LITTLE ROCK, Ark. (AP) - Whirlpool Corp. announced Thursday it will close its refrigerator plant, long the most important employer in Fort Smith, next year, putting 1,000 people out of work.
The company issued a statement blaming the closure on a decrease in demand for side-by-side refrigerators and price pressure from competitors.
The factory employed 4,600 people five years ago, but that number has declined in the poor economy and since Benton Harbor, Mich.-based Whirlpool opened a refrigerator factory in Mexico.
A number of Fort Smith-area companies that supplied the Whirlpool plant have already scaled back production or closed.
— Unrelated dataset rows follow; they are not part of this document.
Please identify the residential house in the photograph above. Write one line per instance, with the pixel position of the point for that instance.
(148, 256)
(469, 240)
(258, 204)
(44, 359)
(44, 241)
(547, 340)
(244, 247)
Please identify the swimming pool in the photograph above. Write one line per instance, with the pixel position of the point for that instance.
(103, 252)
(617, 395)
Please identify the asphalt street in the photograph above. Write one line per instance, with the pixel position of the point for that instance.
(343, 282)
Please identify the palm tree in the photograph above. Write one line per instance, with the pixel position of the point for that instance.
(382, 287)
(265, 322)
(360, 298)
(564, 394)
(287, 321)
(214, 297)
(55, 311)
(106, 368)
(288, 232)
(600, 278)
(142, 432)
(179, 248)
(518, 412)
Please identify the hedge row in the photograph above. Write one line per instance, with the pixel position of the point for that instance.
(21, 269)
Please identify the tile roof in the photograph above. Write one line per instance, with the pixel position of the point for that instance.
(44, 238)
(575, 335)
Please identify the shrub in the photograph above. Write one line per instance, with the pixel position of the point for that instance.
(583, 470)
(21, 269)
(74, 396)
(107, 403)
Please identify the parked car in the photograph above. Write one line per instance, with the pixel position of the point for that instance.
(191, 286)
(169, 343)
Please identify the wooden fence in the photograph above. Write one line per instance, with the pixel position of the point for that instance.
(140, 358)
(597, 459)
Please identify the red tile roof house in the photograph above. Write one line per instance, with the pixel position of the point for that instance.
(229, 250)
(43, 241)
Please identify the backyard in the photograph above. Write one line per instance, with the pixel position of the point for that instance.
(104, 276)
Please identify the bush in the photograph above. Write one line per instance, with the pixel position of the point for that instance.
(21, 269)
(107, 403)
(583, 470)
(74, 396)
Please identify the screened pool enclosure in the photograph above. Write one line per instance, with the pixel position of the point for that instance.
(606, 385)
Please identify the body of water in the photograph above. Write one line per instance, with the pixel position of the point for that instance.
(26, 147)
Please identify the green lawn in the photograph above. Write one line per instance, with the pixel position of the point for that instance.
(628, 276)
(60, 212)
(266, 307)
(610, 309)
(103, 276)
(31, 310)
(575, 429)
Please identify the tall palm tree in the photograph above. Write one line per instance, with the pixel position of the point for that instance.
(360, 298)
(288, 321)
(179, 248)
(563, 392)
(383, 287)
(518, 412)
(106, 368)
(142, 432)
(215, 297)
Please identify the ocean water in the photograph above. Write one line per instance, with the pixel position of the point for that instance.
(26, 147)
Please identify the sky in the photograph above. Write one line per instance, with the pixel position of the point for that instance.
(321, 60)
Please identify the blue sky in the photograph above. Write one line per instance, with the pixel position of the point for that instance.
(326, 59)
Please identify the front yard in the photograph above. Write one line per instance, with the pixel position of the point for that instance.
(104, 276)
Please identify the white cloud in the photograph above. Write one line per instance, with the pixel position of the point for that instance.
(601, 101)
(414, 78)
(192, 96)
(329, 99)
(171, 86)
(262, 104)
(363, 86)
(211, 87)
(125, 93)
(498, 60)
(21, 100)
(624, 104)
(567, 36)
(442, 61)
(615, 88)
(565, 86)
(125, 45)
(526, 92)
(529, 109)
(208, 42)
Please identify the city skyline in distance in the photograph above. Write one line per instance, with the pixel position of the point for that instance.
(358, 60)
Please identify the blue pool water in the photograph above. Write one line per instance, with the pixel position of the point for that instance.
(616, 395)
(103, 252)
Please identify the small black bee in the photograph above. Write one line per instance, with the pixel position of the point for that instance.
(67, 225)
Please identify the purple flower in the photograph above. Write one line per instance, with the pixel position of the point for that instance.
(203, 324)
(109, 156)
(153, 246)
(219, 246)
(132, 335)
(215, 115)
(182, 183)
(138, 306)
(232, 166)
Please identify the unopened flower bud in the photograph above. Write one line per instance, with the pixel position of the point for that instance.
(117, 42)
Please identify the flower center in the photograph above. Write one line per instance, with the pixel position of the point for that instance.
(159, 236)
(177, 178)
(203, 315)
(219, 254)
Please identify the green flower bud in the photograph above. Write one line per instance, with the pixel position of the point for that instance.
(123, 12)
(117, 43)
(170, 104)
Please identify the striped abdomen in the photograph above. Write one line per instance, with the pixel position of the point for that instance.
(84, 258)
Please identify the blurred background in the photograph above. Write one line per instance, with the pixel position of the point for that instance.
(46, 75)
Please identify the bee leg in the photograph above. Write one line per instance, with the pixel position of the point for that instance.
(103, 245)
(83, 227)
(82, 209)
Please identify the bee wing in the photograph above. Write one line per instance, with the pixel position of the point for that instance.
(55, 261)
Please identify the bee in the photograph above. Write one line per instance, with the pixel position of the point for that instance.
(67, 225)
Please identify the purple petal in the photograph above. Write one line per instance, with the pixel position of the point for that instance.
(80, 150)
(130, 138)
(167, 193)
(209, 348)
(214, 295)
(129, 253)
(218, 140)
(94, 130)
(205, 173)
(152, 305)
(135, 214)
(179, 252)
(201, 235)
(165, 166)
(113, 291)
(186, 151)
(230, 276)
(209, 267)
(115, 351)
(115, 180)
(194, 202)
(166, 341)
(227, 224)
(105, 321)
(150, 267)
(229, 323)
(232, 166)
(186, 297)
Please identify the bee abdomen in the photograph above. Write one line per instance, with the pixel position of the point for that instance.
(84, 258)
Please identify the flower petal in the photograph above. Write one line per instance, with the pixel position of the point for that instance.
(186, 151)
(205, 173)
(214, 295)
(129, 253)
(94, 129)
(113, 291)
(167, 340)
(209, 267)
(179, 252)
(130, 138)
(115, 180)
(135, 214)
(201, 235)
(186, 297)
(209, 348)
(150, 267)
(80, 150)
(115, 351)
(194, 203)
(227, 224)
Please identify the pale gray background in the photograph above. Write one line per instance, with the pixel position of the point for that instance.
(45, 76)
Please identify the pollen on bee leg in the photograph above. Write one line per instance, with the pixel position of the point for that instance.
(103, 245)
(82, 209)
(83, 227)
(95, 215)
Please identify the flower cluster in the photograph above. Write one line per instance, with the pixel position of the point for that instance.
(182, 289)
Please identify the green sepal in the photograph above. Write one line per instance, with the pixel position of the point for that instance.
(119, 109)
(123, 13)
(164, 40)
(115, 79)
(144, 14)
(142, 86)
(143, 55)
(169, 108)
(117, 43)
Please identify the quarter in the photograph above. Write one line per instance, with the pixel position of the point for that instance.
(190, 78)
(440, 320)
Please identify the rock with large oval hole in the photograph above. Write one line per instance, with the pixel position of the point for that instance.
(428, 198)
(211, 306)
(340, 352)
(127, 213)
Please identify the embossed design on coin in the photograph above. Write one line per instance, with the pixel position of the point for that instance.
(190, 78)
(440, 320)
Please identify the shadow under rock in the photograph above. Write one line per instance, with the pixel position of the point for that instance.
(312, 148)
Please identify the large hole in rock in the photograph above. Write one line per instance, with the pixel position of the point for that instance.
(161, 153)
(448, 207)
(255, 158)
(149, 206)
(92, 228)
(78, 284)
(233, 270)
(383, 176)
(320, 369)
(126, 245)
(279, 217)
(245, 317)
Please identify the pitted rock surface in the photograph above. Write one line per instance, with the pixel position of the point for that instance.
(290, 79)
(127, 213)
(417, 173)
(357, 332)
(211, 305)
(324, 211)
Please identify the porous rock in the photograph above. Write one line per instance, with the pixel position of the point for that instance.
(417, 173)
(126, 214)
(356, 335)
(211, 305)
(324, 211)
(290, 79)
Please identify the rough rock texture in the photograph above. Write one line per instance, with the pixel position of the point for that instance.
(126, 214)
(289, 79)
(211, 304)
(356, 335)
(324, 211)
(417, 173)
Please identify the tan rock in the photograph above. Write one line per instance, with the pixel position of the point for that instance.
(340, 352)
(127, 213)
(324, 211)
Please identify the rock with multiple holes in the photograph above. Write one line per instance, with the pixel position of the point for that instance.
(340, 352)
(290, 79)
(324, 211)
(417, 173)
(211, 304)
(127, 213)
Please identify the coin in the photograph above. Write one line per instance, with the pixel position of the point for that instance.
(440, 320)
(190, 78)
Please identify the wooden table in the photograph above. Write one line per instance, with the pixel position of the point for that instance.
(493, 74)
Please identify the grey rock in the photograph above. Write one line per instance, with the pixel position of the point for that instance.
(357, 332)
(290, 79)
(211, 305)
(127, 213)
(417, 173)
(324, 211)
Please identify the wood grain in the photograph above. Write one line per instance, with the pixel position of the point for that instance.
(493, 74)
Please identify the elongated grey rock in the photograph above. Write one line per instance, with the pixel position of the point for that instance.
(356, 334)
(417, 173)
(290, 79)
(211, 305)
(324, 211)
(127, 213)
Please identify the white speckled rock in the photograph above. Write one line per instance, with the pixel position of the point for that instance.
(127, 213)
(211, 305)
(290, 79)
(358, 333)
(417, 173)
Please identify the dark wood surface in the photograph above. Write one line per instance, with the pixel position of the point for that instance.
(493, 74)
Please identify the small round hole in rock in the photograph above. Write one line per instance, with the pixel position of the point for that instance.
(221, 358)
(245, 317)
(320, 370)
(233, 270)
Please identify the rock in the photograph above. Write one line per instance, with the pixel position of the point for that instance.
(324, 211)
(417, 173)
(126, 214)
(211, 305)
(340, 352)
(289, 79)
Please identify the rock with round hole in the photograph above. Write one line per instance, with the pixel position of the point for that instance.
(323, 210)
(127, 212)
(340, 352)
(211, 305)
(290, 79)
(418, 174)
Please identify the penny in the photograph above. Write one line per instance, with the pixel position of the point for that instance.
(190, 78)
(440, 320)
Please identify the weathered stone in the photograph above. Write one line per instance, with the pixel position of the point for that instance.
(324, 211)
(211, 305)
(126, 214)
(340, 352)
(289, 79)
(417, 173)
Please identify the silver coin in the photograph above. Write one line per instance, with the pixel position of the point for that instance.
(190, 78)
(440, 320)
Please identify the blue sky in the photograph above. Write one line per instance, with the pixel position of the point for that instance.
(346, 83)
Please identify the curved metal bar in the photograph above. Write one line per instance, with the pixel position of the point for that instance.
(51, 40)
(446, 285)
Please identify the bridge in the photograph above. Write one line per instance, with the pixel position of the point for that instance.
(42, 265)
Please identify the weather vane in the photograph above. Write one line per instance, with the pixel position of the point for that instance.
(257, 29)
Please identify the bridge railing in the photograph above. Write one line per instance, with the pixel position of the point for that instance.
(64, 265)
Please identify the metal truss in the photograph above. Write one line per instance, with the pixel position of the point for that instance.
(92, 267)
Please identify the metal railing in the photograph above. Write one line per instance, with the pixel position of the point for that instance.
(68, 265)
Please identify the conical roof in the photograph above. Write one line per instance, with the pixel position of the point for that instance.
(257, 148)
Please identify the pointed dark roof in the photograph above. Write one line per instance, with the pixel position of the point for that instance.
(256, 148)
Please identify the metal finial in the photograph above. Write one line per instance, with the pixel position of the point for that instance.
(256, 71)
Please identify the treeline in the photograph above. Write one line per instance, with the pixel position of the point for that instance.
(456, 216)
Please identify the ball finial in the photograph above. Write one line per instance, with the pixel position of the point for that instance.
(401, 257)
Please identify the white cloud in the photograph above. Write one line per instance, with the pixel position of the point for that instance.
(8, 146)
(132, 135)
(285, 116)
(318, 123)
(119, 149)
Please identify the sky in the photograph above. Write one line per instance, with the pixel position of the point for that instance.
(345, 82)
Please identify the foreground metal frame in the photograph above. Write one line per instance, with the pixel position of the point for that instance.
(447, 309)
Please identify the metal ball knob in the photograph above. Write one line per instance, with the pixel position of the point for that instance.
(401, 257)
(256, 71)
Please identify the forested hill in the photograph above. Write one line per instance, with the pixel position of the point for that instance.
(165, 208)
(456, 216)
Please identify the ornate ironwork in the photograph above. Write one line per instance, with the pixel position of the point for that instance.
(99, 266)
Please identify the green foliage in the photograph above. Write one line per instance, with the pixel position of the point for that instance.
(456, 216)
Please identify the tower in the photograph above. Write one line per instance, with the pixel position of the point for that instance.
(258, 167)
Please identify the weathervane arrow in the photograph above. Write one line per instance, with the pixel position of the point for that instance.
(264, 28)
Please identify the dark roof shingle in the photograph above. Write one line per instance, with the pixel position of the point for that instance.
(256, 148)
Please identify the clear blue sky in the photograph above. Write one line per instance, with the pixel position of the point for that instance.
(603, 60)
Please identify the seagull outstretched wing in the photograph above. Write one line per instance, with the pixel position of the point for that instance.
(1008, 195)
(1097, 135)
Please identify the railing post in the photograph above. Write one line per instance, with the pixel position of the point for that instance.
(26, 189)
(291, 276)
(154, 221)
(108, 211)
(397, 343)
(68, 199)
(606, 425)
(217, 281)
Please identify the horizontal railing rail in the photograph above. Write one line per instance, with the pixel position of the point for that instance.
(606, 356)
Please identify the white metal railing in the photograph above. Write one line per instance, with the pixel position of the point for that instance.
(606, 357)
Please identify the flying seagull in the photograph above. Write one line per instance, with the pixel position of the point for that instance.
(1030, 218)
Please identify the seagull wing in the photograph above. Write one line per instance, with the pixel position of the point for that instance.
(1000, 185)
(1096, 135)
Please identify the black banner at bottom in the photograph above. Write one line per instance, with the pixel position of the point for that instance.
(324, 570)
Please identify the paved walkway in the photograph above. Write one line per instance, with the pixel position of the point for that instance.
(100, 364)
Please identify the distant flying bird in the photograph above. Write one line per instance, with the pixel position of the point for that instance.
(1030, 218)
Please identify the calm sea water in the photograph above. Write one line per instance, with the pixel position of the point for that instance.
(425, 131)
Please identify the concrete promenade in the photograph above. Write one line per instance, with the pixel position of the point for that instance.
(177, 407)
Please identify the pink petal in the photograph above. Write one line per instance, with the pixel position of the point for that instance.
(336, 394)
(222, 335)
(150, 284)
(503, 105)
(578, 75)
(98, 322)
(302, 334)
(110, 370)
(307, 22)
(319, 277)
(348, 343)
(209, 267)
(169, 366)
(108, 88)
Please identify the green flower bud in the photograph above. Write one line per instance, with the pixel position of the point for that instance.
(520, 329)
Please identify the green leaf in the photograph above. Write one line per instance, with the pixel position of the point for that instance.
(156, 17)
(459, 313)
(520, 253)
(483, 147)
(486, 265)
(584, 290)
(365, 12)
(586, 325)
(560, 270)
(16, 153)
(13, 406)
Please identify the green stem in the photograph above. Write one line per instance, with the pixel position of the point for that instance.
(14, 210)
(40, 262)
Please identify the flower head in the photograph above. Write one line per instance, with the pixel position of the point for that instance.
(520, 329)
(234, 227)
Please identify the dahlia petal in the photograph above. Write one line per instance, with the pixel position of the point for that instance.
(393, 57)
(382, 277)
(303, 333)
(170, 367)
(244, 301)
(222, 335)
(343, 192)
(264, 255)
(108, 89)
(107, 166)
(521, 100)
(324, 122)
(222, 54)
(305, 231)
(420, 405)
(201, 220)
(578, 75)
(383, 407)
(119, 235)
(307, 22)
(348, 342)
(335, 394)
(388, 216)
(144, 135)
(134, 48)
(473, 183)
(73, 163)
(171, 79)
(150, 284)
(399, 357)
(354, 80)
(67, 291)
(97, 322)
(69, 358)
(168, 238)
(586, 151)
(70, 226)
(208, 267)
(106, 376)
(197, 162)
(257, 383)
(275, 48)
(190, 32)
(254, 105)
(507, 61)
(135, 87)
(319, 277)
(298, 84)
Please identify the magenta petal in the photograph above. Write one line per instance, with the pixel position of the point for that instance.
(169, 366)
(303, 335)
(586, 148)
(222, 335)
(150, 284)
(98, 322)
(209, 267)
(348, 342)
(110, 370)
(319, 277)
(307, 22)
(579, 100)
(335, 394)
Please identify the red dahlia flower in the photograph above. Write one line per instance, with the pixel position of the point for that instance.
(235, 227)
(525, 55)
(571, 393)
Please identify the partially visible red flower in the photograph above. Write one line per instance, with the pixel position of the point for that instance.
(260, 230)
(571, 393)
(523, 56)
Manufacturing jobs in Fort Smith dropped from 23,322 in 2000 to 14,736 in 2009, a decline of 36.8 percent, according to a study by the Institute for Economic Advancement at the University of Arkansas at Little Rock.
The sharp downward trend is mirrored statewide, where nearly 86,900 manufacturing jobs disappeared in the same period, a 34.6 percent plunge.
Gov. Mike Beebe has worked to recruit higher-paying manufacturing jobs to Arkansas, and Whirlpool has been regarded in the upper tier of employers. But the state has still seen many jobs move overseas, particularly those that don't require skilled labor.
Rheem Manufacturing Co., another major Fort Smith employer, announced during the summer a plan to move 250 jobs to a plant in Mexico.
Fort Smith has landed a $100 million Mitsubishi Power Systems wind turbine plant that is to employ 300 or more people when production starts. The company could start production next year, but it is tied up in a lawsuit over its turbine design.